Maybe my team mate is talking more about spiritual stuff, how we need to deal with those small little things in our walk so we can be in the present. I agree with her but to what extent? I know the Bible says if we can’t be responsible with the small things how the Lord can trust us with the big things. The other day we went around town praying for a lot of broken areas in the city I missed out because I was so bothered about the conversation I had with my team mate that morning I missed out being present for God, my team , myself and the Philippines because I was hanging on to some choice words from that morning. What a waste, to spend a couple of hours on such small petty things that I missed out. Now I do agree with my team mate on some of the words she had to share with me that morning in fact that afternoon she shared something that was really valid “even Jesus to would say ‘ok you need to let this go and move on so you can experience my goodness.’” Funny, I feel like that is what I was kinda encouraging her and the team with.
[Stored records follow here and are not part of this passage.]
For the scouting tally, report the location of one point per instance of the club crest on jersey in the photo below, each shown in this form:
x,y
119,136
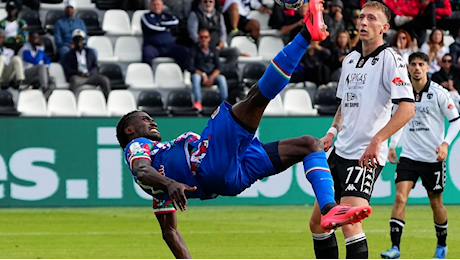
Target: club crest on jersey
x,y
375,60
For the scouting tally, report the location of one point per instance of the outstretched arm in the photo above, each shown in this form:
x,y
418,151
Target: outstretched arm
x,y
172,237
403,114
148,175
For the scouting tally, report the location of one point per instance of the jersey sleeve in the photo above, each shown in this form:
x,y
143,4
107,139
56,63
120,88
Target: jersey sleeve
x,y
447,105
140,148
396,78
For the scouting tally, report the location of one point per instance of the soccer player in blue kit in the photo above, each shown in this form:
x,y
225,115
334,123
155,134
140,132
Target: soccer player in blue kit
x,y
227,158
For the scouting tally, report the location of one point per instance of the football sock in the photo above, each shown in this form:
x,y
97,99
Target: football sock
x,y
319,175
396,227
325,246
357,247
441,233
278,73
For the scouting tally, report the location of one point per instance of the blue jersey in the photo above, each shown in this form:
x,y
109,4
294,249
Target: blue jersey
x,y
174,159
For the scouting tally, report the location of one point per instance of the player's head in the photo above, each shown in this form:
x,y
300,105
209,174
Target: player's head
x,y
418,66
373,21
136,124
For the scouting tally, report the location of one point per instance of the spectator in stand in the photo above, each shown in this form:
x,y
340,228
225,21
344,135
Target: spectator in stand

Aside from that, I have recognized this for awhile, I need to get rid of the distractions, focus on my relationship with the Lord. Just to be that kid with the kids today playing basketball, they had such a good time, these kids wouldn’t stop laughing every time I would throw the ball from a distance, I don’t know why they found it funny but they did, at one point I shot the ball so far it hit a lady in the head they just rolled over laughing so hard. They didn’t care if I slammed dunk or if I made the shot or not and neither did I. I didn’t focus on performing for them; I just let the ball roll off my back and had fun. The Lord is showing me how to just let stuff roll off my back and not worry about peoples’ approval or dwell on the small stuff for so long. Maybe if I just do that I can finally make the shot or better yet the winning goal.
Pressing on Toward the Goal
12Not that I have already obtained all this, or have already been made perfect, but I press on to take hold of that for which Christ Jesus took hold of me. 13Brothers, I do not consider myself yet to have taken hold of it. But one thing I do: Forgetting what is behind and straining toward what is ahead, 14I press on toward the goal to win the prize for which God has called me heavenward in Christ Jesus.